[Date Prev][Date Next][Thread Prev][Thread Next][Date Index][Thread Index]
Re: [f-cpu] F-CPU vs ALPHA
On Wed, Aug 15, 2001 at 05:44:34AM +0200, Yann Guidon wrote:
[...]
> 3R4W ? can you explain, or write a draft, about this unit ?
> i'm surprised.
That's only the SRT divider core. It takes a 128-bit numerator and a
64-bit denominator as inputs (3R) and produces a 64-bit quotient and
a 64-bit remainder, using a redundant encoding (that is, *two* 64-bit
vectors per number).
You already have an early draft of the IDU core -- search your mailing list
archive for the message id <20010302162502.24372@thrai.stud.uni-hannover.de>
or the subject "Divider News" (or look for the "Blah2" entity, probably
in a file named blah2.vhdl).
> if there is a painful problem, maybe we can go the route of half-emulation,
> like with the emulation of multiplies with a sequence of partial
> instructions ?
Dividers don't scale up, like multipliers and adders do.

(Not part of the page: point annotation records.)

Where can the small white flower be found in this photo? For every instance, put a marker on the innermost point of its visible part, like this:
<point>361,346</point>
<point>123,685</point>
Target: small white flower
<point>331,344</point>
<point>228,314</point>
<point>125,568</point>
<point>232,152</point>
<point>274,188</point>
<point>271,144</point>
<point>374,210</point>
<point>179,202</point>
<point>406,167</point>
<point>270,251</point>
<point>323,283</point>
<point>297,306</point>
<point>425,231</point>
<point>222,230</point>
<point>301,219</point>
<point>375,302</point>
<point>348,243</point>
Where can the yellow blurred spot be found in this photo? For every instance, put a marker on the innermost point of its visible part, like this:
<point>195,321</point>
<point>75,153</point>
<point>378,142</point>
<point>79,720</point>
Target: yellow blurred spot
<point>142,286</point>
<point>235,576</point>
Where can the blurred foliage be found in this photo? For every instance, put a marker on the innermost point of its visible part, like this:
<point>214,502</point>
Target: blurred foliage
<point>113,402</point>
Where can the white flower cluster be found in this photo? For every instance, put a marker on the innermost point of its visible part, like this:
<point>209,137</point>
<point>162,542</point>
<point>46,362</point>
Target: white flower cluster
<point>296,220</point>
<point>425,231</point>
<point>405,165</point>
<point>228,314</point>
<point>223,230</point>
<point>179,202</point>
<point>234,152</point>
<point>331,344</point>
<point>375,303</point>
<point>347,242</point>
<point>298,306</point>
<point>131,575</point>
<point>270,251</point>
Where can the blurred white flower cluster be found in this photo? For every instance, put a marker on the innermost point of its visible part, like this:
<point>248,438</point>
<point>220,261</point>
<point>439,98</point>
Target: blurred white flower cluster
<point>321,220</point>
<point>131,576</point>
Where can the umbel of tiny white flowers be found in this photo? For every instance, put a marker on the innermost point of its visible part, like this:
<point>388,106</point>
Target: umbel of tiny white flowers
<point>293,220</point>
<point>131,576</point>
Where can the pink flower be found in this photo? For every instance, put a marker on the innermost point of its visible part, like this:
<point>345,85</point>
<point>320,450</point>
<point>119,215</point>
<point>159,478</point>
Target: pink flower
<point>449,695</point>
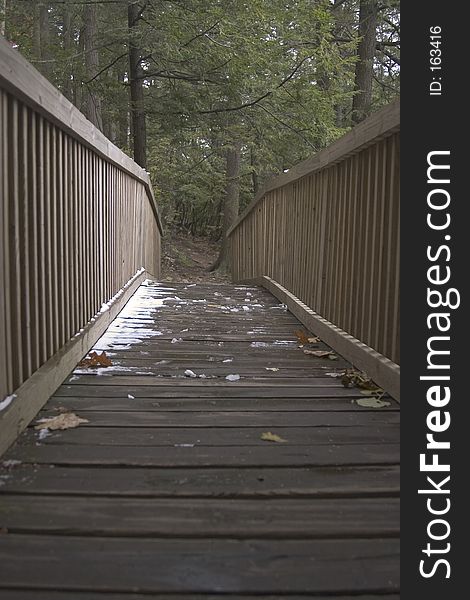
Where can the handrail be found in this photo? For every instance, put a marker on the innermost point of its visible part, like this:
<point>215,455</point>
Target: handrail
<point>19,78</point>
<point>383,122</point>
<point>328,229</point>
<point>79,231</point>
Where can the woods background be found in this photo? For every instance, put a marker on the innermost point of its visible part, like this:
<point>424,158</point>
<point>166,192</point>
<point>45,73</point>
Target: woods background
<point>214,97</point>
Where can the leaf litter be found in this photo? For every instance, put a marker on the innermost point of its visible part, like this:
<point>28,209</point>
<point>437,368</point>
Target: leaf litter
<point>67,420</point>
<point>268,436</point>
<point>96,360</point>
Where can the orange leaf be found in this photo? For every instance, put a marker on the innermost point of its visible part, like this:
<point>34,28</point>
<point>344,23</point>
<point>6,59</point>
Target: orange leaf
<point>96,360</point>
<point>301,336</point>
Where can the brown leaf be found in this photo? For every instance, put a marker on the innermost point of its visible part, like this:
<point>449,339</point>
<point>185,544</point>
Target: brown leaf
<point>96,360</point>
<point>62,421</point>
<point>268,436</point>
<point>372,402</point>
<point>320,353</point>
<point>301,336</point>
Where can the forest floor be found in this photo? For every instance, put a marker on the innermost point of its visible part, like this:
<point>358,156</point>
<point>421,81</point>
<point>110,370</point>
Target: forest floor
<point>187,258</point>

I have to think that over; maybe there's a better (and smaller) solution;
I really don't want to waste so many transistors for an operation that
is rarely used.
[...]
> > and I'd rather add a `tiny float' data type (1+4+11 bits)
> ?
>
> > for low-precision operations than implement 40-bit FP (which is IMHO
> > rather useless, and a waste of space).

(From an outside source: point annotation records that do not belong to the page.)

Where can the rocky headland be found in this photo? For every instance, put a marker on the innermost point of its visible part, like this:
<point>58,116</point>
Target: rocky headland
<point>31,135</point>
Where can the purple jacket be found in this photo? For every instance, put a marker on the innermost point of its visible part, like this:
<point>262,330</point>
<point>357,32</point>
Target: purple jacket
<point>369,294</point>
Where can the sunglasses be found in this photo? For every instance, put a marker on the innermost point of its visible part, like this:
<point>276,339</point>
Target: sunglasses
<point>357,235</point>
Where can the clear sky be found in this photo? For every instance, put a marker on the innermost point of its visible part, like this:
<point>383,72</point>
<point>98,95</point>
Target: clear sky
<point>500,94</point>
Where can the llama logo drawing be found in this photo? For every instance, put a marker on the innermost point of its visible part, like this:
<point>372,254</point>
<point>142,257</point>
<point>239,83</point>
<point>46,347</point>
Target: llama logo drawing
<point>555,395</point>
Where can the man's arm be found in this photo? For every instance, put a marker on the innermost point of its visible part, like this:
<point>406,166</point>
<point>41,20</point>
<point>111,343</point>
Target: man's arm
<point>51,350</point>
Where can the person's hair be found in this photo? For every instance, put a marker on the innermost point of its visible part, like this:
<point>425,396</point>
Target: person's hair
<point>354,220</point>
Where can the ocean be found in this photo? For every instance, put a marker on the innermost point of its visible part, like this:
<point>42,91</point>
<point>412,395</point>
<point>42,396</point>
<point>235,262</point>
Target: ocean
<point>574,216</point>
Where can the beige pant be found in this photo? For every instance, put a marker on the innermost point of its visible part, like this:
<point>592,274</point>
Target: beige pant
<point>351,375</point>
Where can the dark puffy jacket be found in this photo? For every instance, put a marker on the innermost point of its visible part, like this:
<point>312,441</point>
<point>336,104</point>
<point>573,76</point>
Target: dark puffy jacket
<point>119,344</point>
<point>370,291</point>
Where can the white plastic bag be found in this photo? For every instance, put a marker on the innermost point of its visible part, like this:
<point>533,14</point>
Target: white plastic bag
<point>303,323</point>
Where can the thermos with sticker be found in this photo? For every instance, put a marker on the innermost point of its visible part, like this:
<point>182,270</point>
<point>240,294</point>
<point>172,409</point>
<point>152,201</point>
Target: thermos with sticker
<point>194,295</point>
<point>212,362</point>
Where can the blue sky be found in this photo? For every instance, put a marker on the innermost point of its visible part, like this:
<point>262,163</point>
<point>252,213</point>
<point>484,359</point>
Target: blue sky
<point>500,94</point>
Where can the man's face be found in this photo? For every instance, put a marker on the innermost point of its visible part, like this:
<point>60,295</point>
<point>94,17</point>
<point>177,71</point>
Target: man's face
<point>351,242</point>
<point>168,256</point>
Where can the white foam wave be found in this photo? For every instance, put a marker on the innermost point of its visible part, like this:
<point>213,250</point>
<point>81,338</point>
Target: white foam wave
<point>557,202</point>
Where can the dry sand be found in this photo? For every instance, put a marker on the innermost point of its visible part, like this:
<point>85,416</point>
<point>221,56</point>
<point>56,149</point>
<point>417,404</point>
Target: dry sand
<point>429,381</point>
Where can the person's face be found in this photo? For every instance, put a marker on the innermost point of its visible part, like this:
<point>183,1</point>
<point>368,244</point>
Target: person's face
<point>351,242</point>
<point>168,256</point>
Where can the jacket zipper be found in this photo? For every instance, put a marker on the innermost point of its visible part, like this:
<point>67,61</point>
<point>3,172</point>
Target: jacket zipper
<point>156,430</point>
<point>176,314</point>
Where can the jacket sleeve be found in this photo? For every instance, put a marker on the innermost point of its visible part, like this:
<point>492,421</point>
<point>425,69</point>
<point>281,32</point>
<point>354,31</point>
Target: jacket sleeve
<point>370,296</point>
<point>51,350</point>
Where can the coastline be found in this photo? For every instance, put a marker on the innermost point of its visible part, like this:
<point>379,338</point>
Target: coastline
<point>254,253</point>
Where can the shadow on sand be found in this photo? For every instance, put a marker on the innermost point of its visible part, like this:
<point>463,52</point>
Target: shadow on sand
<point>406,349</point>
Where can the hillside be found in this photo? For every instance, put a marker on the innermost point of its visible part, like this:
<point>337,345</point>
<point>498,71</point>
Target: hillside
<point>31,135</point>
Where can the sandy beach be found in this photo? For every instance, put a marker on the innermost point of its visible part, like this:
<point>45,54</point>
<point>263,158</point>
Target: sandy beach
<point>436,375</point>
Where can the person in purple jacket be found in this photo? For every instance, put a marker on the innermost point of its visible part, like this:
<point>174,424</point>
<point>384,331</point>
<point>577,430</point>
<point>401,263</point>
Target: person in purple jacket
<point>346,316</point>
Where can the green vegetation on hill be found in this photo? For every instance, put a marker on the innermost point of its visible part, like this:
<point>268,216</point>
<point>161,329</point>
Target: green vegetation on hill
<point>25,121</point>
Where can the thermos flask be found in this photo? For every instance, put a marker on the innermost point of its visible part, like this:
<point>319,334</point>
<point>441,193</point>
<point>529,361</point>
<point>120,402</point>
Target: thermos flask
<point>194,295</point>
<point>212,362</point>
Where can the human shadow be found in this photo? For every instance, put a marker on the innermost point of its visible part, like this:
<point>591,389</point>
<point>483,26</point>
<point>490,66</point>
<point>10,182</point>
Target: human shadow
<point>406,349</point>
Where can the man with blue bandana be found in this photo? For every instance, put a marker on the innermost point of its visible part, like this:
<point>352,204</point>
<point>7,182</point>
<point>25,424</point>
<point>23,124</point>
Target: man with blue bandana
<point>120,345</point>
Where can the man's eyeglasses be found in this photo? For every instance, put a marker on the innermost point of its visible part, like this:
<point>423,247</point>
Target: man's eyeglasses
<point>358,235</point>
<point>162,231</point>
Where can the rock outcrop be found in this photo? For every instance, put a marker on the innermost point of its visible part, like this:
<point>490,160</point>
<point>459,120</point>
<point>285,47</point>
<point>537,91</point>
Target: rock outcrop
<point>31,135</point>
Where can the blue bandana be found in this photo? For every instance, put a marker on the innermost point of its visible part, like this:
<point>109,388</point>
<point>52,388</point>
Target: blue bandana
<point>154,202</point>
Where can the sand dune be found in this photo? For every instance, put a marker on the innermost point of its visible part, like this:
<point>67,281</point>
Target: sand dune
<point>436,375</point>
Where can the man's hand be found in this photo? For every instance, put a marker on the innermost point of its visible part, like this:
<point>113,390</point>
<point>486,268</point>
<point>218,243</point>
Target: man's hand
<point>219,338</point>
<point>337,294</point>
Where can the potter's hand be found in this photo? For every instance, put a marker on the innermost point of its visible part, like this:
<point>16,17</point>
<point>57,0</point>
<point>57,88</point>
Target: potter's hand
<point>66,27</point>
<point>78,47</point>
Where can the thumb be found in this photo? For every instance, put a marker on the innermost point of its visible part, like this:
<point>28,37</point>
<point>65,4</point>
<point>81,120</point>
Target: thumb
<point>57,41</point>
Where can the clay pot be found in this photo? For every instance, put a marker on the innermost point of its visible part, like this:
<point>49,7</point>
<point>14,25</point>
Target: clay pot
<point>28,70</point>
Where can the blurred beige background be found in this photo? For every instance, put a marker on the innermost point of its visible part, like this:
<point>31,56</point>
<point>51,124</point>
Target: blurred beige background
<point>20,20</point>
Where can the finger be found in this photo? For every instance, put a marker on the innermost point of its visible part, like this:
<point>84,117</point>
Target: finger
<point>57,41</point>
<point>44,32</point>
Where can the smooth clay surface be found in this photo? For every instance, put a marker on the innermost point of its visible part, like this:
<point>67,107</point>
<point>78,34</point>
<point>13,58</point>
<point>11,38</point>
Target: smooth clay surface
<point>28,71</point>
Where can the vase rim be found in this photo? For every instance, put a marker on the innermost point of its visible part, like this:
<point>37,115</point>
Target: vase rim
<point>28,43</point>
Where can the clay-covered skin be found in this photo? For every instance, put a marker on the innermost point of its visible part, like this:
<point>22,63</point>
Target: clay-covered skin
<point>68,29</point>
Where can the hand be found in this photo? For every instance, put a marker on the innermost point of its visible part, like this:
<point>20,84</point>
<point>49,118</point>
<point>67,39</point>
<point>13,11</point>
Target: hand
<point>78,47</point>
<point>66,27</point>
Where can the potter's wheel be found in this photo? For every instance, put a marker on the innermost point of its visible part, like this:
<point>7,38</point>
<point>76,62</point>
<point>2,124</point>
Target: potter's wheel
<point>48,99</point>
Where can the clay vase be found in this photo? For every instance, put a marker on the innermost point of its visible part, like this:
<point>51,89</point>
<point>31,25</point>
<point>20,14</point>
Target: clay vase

> are tiny floats really useful ?
In some cases, yes (especially if you can process 4 of them in a row ;).
Like audio/video processing where integers introduce too much rounding
errors but 32-bit floats would be overkill. Whenever you need an FP
type with 3-digit precision and values close to zero (-100...100, or
-10000...10000 if we use 1+5+10 form).
> > > // There is no floating square root instruction.
> > > We intend to provide "seed" generation for accelerating Newton-Raphson
> > > computations of divide and SQRT.
> > In the FC0, we can probably get away with some bit-shuffling (hardwired).
> > For sqrt(x), divide the exponent by 2 (right shift); for 1/x, invert it.
>
> believe me, if this was so simples, others would do it already.
> The problems is that this trick "only" does not provide enough precision.
>
> The strategy in most computers is not to run the NR iterations inside
> a loop, but to emit a fixed number of unrolled instructions.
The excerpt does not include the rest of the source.